Friday 6 April 2012

APOLLO 18 (2011) - found footage from outer space


APOLLO 18
(2011, USA/Canada)

Effective scares, scary effects, but a familiar story...

I've not gone after many 'found footage' horror movies because I baulked at cheap video formats being used to shoot feature films. But though this is relatively low budget, Apollo 18 challenges itself by presenting the whole story as if filmed on the various formats available to a NASA Moon mission 40 years ago - early video recording, small film formats, large photo formats, long-range satellite video transmissions.


Aged 8, I was hustled out of bed early one school morning to watch Neil Armstrong set foot on the Moon live on TV via a blurry black-and-white video link. The idea that two people could travel so far to an airless rock was exciting enough. Apollo 18 compounds the dangers they faced with a new threat...



Like Apollos 11 to 17, a three-man crew reaches Moon orbit, then two astronauts descend to the surface in a detachable landing vehicle. Their mission is simple: deploy a few experiments, pick up a few rock samples and take some photos. Onboard video cameras watch the crew (their picture's a too clear for video from the 1970s) and they also take film cameras out on their 'Moonwalks'. Cutting between these, time-lapse photography and external surveillance videos keeps the mood unsettling.

Not knowing anything about the story, I was in a considerable amount of suspense from not knowing where any threat was going to come from. The uncanny-looking footage, cleverly integrated with actual NASA archives, is really impressive. The jumpy scares repeatedly worked on me after a steady build-up, hugely aided by the eerie sound effects and complete lack of music.



It helped that I wasn't expecting a big flashy movie. This is a carefully claustrophobic ghost story, reminiscently small-scale to 'The Invisible Enemy' episode of The Outer Limits, but with a very different story. This could also make a good companion piece to Moon, with its small cast and isolated location.

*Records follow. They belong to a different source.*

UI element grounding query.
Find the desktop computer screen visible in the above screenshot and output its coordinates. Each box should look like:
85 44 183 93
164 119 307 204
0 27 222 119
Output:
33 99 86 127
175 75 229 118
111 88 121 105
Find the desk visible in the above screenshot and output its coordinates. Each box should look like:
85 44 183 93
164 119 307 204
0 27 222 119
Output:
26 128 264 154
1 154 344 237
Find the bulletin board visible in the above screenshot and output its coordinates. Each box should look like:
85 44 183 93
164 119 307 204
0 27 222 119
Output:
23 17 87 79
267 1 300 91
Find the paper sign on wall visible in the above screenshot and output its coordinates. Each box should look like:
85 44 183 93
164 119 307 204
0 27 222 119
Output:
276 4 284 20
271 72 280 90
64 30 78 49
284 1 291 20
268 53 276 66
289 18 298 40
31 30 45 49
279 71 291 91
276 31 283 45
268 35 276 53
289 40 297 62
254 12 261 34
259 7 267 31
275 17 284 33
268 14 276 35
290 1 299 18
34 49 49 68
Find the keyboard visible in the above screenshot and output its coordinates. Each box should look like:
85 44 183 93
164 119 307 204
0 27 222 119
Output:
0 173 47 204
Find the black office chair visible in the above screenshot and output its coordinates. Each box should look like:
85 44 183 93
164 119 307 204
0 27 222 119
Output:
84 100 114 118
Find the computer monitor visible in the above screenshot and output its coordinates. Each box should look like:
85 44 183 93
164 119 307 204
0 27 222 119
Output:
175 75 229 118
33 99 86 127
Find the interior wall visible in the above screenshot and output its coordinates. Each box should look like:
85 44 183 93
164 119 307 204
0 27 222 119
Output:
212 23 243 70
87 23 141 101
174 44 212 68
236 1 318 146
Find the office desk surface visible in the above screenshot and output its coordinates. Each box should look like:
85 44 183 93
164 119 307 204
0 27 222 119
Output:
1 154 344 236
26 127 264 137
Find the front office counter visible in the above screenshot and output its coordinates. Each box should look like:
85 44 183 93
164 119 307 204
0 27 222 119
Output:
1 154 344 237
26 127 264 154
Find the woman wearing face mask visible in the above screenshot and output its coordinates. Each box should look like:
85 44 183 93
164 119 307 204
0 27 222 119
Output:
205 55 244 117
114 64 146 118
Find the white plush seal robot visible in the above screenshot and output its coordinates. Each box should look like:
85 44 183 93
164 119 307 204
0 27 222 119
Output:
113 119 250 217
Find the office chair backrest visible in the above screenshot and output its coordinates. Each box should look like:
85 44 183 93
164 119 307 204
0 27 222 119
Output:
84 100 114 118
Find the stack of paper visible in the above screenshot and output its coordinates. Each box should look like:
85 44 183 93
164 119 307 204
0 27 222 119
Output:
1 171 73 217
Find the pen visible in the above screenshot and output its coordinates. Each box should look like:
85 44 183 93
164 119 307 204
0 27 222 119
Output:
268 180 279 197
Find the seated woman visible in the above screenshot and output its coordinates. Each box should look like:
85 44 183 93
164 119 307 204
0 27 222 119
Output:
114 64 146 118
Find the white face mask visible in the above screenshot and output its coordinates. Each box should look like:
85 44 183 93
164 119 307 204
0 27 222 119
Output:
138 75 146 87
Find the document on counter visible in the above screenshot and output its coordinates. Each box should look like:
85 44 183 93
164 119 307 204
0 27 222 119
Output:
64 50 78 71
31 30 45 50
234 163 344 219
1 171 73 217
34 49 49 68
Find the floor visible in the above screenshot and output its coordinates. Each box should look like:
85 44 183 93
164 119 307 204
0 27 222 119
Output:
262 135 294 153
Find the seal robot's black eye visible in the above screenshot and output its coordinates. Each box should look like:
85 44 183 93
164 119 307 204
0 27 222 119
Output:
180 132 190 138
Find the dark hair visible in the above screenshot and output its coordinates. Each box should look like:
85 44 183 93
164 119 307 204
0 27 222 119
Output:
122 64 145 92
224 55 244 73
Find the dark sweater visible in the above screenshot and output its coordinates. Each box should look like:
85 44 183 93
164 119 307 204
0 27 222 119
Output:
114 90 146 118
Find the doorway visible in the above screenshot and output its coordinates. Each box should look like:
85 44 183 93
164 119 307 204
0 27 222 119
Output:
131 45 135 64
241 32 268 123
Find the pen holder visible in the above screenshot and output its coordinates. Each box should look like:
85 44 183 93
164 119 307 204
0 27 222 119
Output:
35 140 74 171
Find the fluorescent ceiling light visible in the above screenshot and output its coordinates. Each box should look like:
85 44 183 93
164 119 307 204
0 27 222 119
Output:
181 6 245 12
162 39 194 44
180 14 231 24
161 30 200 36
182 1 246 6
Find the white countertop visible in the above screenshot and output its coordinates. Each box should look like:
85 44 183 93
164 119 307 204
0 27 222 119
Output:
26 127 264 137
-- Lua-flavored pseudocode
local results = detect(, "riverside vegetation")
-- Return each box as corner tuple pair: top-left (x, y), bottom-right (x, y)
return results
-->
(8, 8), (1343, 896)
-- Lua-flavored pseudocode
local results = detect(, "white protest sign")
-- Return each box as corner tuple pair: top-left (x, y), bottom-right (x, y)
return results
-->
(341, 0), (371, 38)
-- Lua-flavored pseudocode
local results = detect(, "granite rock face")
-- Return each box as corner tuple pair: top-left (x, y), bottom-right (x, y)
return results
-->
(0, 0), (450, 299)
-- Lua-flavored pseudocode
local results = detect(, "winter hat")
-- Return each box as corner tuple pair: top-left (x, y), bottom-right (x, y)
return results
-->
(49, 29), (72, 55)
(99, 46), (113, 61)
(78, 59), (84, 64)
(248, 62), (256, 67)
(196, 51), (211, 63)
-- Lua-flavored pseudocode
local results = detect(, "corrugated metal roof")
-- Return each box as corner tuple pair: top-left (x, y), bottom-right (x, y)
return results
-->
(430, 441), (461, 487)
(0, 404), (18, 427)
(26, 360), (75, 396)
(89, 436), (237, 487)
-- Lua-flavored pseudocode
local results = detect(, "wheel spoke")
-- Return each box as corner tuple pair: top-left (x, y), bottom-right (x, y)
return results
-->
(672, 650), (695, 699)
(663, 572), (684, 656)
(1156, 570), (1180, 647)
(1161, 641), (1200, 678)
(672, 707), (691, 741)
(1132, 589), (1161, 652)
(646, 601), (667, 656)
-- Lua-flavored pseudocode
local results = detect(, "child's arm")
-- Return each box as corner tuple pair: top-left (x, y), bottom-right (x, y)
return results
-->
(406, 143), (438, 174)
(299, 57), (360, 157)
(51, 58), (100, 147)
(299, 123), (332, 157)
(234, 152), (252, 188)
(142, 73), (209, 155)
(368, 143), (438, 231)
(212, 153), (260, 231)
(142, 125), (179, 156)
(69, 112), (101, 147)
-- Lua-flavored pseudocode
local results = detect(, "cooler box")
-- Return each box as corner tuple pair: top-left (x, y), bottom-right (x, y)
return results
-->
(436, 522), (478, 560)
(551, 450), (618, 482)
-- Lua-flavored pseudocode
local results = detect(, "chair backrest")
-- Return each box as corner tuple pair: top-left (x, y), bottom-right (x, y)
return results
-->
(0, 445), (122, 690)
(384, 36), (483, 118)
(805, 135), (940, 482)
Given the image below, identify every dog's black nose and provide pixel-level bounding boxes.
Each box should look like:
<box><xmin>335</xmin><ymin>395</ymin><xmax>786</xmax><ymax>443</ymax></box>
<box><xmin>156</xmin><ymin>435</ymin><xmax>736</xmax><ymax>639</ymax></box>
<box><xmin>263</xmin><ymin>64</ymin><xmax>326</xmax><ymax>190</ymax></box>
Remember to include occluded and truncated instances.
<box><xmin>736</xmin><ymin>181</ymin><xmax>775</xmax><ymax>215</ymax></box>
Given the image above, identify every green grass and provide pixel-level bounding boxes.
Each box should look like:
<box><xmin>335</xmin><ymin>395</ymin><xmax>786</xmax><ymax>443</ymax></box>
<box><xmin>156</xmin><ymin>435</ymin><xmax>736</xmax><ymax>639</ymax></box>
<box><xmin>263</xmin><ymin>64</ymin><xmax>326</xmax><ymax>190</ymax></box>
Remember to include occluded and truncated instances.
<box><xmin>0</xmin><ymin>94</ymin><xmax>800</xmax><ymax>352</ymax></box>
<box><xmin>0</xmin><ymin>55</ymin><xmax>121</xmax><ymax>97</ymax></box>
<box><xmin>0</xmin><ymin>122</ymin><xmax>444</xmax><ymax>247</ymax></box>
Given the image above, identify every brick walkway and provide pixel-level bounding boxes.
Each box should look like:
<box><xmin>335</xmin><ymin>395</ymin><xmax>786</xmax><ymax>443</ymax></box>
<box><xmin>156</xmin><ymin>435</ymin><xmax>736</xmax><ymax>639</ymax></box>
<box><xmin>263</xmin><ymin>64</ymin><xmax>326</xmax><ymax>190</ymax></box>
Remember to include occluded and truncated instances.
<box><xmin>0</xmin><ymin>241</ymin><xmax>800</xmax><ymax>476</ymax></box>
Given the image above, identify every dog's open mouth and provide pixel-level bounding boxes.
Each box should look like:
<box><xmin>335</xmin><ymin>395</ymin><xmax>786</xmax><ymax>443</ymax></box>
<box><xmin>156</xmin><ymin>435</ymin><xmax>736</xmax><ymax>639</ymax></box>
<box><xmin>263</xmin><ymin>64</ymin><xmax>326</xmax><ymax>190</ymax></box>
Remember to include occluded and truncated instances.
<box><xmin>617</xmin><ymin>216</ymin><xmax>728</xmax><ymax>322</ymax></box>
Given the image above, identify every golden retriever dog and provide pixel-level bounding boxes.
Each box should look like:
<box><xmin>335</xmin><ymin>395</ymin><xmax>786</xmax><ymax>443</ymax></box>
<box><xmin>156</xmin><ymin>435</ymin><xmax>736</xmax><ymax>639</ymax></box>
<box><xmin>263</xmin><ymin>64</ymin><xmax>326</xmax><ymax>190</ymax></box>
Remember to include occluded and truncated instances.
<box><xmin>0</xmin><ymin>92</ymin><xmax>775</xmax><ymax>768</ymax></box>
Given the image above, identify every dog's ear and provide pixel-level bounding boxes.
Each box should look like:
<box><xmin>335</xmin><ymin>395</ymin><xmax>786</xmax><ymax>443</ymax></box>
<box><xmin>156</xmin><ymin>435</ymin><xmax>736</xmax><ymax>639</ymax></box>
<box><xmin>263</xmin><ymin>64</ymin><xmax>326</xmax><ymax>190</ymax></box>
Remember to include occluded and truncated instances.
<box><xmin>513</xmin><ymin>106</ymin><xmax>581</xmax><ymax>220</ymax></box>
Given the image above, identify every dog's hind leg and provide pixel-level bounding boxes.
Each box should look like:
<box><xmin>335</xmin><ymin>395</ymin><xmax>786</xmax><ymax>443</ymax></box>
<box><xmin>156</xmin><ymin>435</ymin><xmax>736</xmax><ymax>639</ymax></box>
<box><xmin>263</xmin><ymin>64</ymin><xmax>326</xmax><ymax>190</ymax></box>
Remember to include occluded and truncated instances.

After a few effective reveals, I felt that the writers could have gone a little further with their premise to give us a totally original story. Falling back on familiar imagery lessened the final impression and made the big pay-offs too predictable. Plus there's a huge plot-hole left unanswered. But the build-up is very enjoyable and almost all the visual effects are really convincing - fascinating to watch if you're a fan of the original Moon mission footage.
But I certainly wasn't expecting so many echoes of Thunderbirds Are Go...

Producer 
Timur Bekmambetov is the most familiar name on the project, also the director of the dark Russian vampire fantasy Night Watch (2004), the Angelina Jolie assassination bureau Wanted (2008) and the forthcoming Abraham Lincoln: Vampire Hunter.



I watched this on Blu-ray and it looked and sounded... scary!